🤖 AI Summary
In open multi-agent systems, the problem of partially controllable n-agent temporary collaboration (NAHT) remains challenging, as existing approaches predominantly rely on heuristic designs lacking theoretical rigor and interpretable credit assignment mechanisms.
Method: This paper introduces the first integration of cooperative game theory—specifically, the Shapley value’s axiomatic foundation—into a multi-agent reinforcement learning framework. We propose an online Shapley value estimation algorithm grounded in TD(λ), enabling axiomatically compliant state-value decomposition under dynamic environments.

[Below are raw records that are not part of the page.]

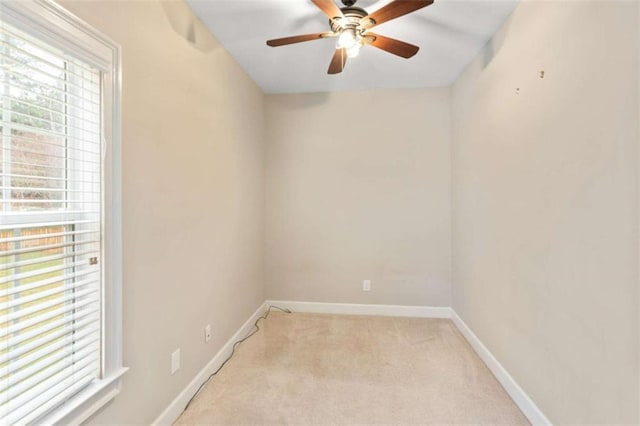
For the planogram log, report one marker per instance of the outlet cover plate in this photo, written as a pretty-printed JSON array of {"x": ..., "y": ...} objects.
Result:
[{"x": 175, "y": 361}]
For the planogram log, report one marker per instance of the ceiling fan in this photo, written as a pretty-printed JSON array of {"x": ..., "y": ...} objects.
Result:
[{"x": 352, "y": 25}]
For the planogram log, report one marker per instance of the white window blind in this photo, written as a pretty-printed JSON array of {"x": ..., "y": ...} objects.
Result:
[{"x": 50, "y": 226}]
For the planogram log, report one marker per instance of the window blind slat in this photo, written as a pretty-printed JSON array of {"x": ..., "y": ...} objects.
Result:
[
  {"x": 52, "y": 325},
  {"x": 32, "y": 310},
  {"x": 45, "y": 259},
  {"x": 41, "y": 50},
  {"x": 86, "y": 325},
  {"x": 48, "y": 315},
  {"x": 24, "y": 300},
  {"x": 18, "y": 406},
  {"x": 47, "y": 247},
  {"x": 49, "y": 397},
  {"x": 45, "y": 352},
  {"x": 49, "y": 371},
  {"x": 51, "y": 160},
  {"x": 68, "y": 114},
  {"x": 30, "y": 371},
  {"x": 92, "y": 100},
  {"x": 12, "y": 59},
  {"x": 44, "y": 235}
]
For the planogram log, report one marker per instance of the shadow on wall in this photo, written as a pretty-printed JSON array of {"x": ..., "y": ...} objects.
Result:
[
  {"x": 303, "y": 101},
  {"x": 187, "y": 26},
  {"x": 493, "y": 46}
]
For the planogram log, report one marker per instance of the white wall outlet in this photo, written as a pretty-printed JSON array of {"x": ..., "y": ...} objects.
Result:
[
  {"x": 207, "y": 333},
  {"x": 175, "y": 361}
]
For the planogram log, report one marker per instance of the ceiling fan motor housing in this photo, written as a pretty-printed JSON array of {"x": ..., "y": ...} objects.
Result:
[{"x": 350, "y": 19}]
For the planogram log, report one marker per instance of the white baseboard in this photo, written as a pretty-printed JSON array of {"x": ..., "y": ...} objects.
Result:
[
  {"x": 175, "y": 408},
  {"x": 522, "y": 400},
  {"x": 357, "y": 309}
]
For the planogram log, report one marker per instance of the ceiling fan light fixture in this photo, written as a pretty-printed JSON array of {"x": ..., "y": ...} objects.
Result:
[
  {"x": 354, "y": 51},
  {"x": 348, "y": 39}
]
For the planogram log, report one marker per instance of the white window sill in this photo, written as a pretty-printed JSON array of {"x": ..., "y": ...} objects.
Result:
[{"x": 82, "y": 405}]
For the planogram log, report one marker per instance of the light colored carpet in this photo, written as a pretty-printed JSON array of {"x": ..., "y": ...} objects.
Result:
[{"x": 338, "y": 369}]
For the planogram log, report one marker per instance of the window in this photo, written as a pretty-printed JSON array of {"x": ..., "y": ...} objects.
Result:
[{"x": 59, "y": 216}]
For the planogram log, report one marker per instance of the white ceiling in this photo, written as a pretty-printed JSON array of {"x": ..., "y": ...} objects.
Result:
[{"x": 450, "y": 34}]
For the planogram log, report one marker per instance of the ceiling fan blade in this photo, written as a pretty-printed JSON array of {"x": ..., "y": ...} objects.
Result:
[
  {"x": 338, "y": 61},
  {"x": 298, "y": 39},
  {"x": 329, "y": 8},
  {"x": 394, "y": 46},
  {"x": 393, "y": 10}
]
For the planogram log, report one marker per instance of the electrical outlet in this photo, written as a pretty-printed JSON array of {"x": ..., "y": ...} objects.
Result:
[
  {"x": 207, "y": 333},
  {"x": 175, "y": 361}
]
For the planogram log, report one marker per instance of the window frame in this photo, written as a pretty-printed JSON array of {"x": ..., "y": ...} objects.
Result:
[{"x": 53, "y": 24}]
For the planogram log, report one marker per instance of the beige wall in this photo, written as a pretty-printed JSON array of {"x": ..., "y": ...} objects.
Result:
[
  {"x": 193, "y": 198},
  {"x": 358, "y": 187},
  {"x": 545, "y": 206}
]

Contribution/Results: The method ensures both theoretical soundness and attribution interpretability. Empirical evaluation across multiple NAHT benchmark tasks demonstrates significant performance gains over heuristic baselines, validating the unified improvement in collaborative efficacy and principled credit allocation.
📝 Abstract
Open multi-agent systems are increasingly important in modeling real-world applications, such as smart grids, swarm robotics, etc. In this paper, we aim to investigate a recently proposed problem for open multi-agent systems, referred to as n-agent ad hoc teamwork (NAHT), where only a number of agents are controlled. Existing methods tend to be based on heuristic design and consequently lack theoretical rigor and ambiguous credit assignment among agents. To address these limitations, we model and solve NAHT through the lens of cooperative game theory. More specifically, we first model an open multi-agent system, characterized by its value, as an instance situated in a space of cooperative games, generated by a set of basis games. We then extend this space, along with the state space, to accommodate dynamic scenarios, thereby characterizing NAHT. Exploiting the justifiable assumption that basis game values correspond to a sequence of n-step returns with different horizons, we represent the state values for NAHT in a form similar to $lambda$-returns. Furthermore, we derive Shapley values to allocate state values to the controlled agents, as credits for their contributions to the ad hoc team. Different from the conventional approach to shaping Shapley values in an explicit form, we shape Shapley values by fulfilling the three axioms uniquely describing them, well defined on the extended game space describing NAHT. To estimate Shapley values in dynamic scenarios, we propose a TD($lambda$)-like algorithm. The resulting reinforcement learning (RL) algorithm is referred to as Shapley Machine. To our best knowledge, this is the first time that the concepts from cooperative game theory are directly related to RL concepts. In experiments, we demonstrate the effectiveness of Shapley Machine and verify reasonableness of our theory.